Mit Sicherheit lässt sich gut verdienen. Viele Hersteller punkten mit Video- oder Alarmtechnik. Auch Abhörgeräte sind gefragt.

Es ist ein Geschäft im Verborgenen. Wenn im Oktober in Essen die Sicherheits-Messe Security öffnet, dann steht der Publikumsrenner nicht im offiziellen Programm. Von „Kriminaltechnik“ ist da die Rede, von „Einzelgeräten der elektronischen Sicherheitstechnik“ oder „Überwachungseinrichtungen“. Nur Abhörgeräte gibt es nicht auf der Liste – dabei ziehen die das größte Publikum an. Aber die Publikumsmagneten sind offiziell die Schmuddelkinder einer Boom-Branche.

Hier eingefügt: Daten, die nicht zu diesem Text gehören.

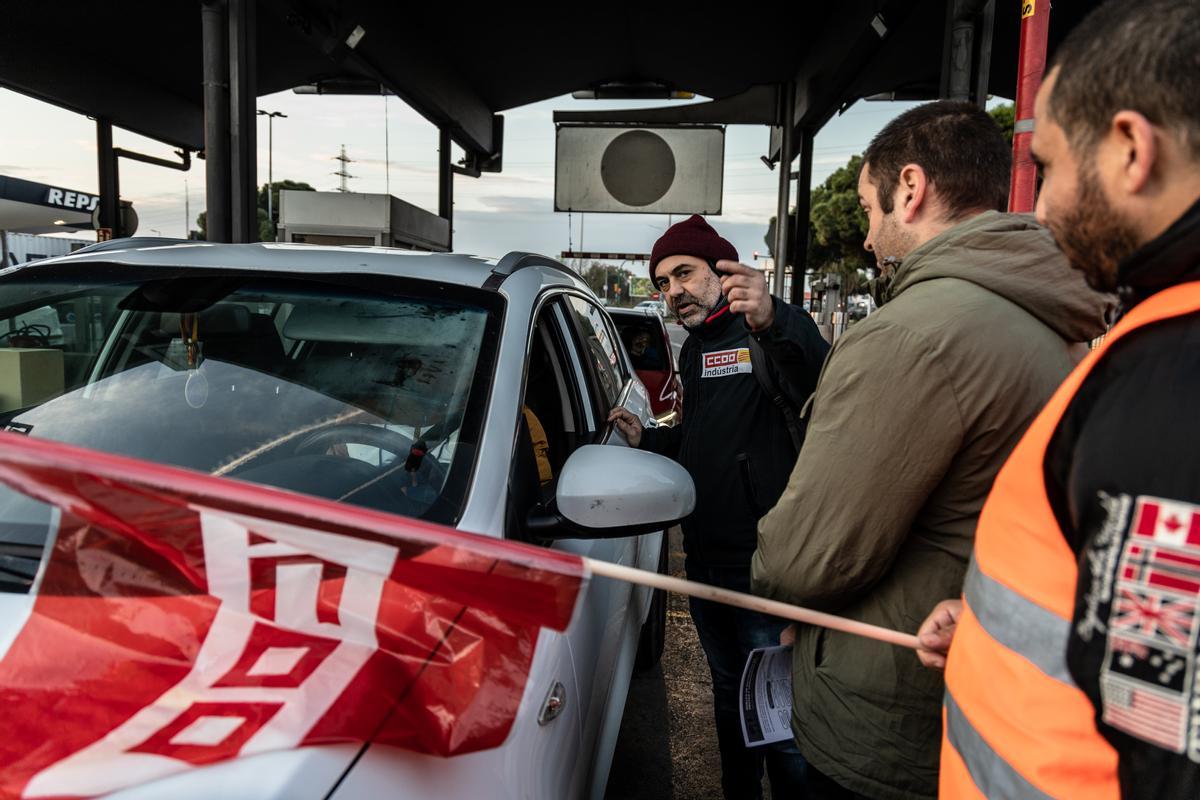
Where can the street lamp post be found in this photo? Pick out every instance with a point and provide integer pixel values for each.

Die Zahl der Schnüffler wächst – und der Absatz der elektronischen Helferlein auch. Um vier Prozent legt das Horch-, Späh- und Wachgeschäft dieses Jahr zu, schätzt der Zentralverband Elektrotechnik (ZVEI). Kontrollfreaks und Angsthasen bescheren der Sicherheitsindustrie einen Milliardenmarkt. Vor allem in Unternehmen steigt der Bedarf. Wachdienste, Videokontrollanlagen oder schlichte Brandmelder – das Geschäft wächst in allen Bereichen. Auch schon mal im Halblegalen, wie Spitzelskandale bei Lidl oder Telekom zeigen. Darüber freilich mag niemand so richtig reden. „Damit haben wir nichts zu tun“, bügelt eine ZVEI-Sprecherin etwa die Frage nach Abhörtechnik ab.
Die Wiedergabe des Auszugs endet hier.